François de Brantes, Senior Vice President, Episodes of Care, was invited to participate in a panel discussion at this year’s HLTH VTRL, a trend-setting conference that brings together payers, providers, employers, investors, startups, pharma, policymakers, and the patient community to help solve some of the industry’s largest problems and to bring to life some of the most promising opportunities to improve health.
In a panel session (summarized here) moderated by Elise Reuter of MedCity News, de Brantes joined Walmart’s Karissa Price and the University of Pennsylvania’s Shreya Kangovi to explore how the COVID-19 pandemic has exasperated systemic inequities in care access and outcomes and what can be done to address them.
The COVID-19 pandemic is spotlighting many of the systemic issues that the healthcare delivery system faces and has identified significant portions of the American population who are disproportionately affected by them. It is in the hardest hit areas that provider groups are the least capitalized, are suffering from the results of the pandemic, and are not necessarily benefiting from the economic recovery efforts that larger healthcare systems are receiving.
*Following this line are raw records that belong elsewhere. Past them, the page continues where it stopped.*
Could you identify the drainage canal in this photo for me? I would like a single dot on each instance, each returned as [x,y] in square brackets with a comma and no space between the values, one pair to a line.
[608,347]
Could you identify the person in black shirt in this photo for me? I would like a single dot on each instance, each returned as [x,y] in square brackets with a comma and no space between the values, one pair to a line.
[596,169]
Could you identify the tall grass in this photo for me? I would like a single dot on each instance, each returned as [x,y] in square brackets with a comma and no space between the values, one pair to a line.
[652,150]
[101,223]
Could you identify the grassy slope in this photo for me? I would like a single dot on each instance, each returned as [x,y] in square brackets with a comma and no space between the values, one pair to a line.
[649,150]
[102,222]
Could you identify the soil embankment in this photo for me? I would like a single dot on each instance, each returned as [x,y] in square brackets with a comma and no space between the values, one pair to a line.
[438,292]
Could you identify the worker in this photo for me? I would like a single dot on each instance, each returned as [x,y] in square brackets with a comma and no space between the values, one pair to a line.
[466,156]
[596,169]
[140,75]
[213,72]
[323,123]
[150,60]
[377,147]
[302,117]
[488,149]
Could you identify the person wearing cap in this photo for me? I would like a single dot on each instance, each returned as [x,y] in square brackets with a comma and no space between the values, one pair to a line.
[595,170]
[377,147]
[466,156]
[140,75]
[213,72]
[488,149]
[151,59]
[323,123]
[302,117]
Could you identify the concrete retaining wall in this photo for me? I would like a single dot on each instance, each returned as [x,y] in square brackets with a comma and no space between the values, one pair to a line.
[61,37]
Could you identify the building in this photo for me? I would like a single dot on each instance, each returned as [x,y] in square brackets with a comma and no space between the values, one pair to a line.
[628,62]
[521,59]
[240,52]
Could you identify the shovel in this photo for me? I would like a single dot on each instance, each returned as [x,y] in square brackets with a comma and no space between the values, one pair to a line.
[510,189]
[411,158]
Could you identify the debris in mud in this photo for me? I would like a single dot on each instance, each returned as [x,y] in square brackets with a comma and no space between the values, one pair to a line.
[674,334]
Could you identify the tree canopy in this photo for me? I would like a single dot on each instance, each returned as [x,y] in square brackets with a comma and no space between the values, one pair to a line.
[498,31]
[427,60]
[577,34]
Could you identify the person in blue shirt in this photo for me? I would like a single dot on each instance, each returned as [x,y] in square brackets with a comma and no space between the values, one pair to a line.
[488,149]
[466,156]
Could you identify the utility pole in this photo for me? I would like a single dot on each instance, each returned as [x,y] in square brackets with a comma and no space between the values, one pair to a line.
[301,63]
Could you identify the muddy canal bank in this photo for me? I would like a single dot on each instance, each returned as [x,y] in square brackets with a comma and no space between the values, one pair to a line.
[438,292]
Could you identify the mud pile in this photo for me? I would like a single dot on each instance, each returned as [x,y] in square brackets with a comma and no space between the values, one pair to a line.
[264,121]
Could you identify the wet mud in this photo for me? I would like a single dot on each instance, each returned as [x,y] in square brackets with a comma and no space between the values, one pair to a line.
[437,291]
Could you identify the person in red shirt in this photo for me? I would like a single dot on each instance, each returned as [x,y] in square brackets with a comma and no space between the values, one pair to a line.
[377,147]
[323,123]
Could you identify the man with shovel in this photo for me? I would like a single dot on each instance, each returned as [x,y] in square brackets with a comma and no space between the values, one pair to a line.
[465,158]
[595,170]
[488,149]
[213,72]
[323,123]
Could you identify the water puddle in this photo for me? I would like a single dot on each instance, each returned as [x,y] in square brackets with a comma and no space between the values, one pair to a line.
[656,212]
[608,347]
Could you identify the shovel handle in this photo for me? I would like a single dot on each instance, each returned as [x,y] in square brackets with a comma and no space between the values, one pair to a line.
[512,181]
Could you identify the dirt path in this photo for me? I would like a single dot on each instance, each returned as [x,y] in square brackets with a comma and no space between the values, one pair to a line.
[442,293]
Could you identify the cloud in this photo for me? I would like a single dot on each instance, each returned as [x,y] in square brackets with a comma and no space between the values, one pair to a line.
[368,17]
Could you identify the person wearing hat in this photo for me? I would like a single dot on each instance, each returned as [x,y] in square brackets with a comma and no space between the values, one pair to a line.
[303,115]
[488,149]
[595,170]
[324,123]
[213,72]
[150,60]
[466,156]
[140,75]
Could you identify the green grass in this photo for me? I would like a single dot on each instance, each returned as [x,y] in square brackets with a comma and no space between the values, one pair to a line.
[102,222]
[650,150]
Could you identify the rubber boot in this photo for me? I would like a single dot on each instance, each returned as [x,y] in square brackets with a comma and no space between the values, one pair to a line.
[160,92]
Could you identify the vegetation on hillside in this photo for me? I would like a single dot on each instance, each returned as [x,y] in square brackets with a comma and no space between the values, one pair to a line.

Healthcare providers and social workers in these areas are turning to (community health network) partnerships to find the resources and care to help the people they serve fill the clinical and social gaps impacting their health. These community health networks need to find solutions for individuals’ immediate needs while simultaneously building consensus on the more structural issues that must be addressed at the city, state and federal levels.
For these community health networks to maximize their effectiveness, they need to be built following some fundamental guidelines:
- Establishing trust within the local community.
- Having a real-world understanding of the resources and organizations available to help any individual in need.
- Creating a collaborative community health network that is accountable for supporting clinical care while identifying and providing for gaps in a person’s social determinants of health.
- Sharing data and information to provide clinicians and social workers with the information they need, when they need it, while protecting the privacy and dignity of the individual served.
To effectively build trust, community health workers should come from the community they serve, listen to the people they’re trying to help -- learning their life stories and asking questions. They must understand the capabilities of community-based resources and which ones have outreach programs. It is no longer good enough to give a list of community services to a person in need and hope for the best. Community health workers need to help match people in need with the appropriate organizations and resources, and follow-through with them to ensure that needs are met.
While the community health worker is resolving a person’s immediate needs, the network should identify and catalog structural issues that will take more time to resolve and create a medium- and longer-term action plan to address those issues.
Some members of the medical community have been focused on increasing the volume of services that they perform, irrespective of whether or not it is improving an outcome. Under the current payment structure, it’s not their job to worry about the other things in a patient's life that can impact outcomes.
This approach must be changed so that clinicians are motivated to increase their zone of accountability from purely clinical outcomes to including the adjacent outcomes that influence the clinical ones. This creates a direct role for physicians to help address patients’ social determinants of health and to find ways for those patients to have their social needs met.
For this expanded role to be effective and sustainable, clinicians must have the ability to communicate and share patient information with community-based organizations and other social service providers in a safe and secure fashion. The good news is that there are successful models being deployed across the country that demonstrate the pathway for how clinical and social services (community health networks) can achieve measurable community health outcomes.
Signify Health supports a number of (community health network) partnerships across the country among local and state governments, community social service organizations, insurance companies and healthcare providers where we have customized the data and information sharing to the specific needs of a community. Our proprietary technology platform allows the right information to be shared with the right individual, at the right time, while protecting a client’s privacy and dignity.
The COVID-19 pandemic has highlighted many systemic issues within the healthcare delivery system, including being able to address both the clinical and social determinants of health challenges that many individuals face. As discussed in the HLTH VRTL session, there are clear opportunities to make an impact today as we continue to work on the more difficult systemic issues driving health inequities.
This session is available for viewing on-demand by registered attendees at HLTH VTRL 2020.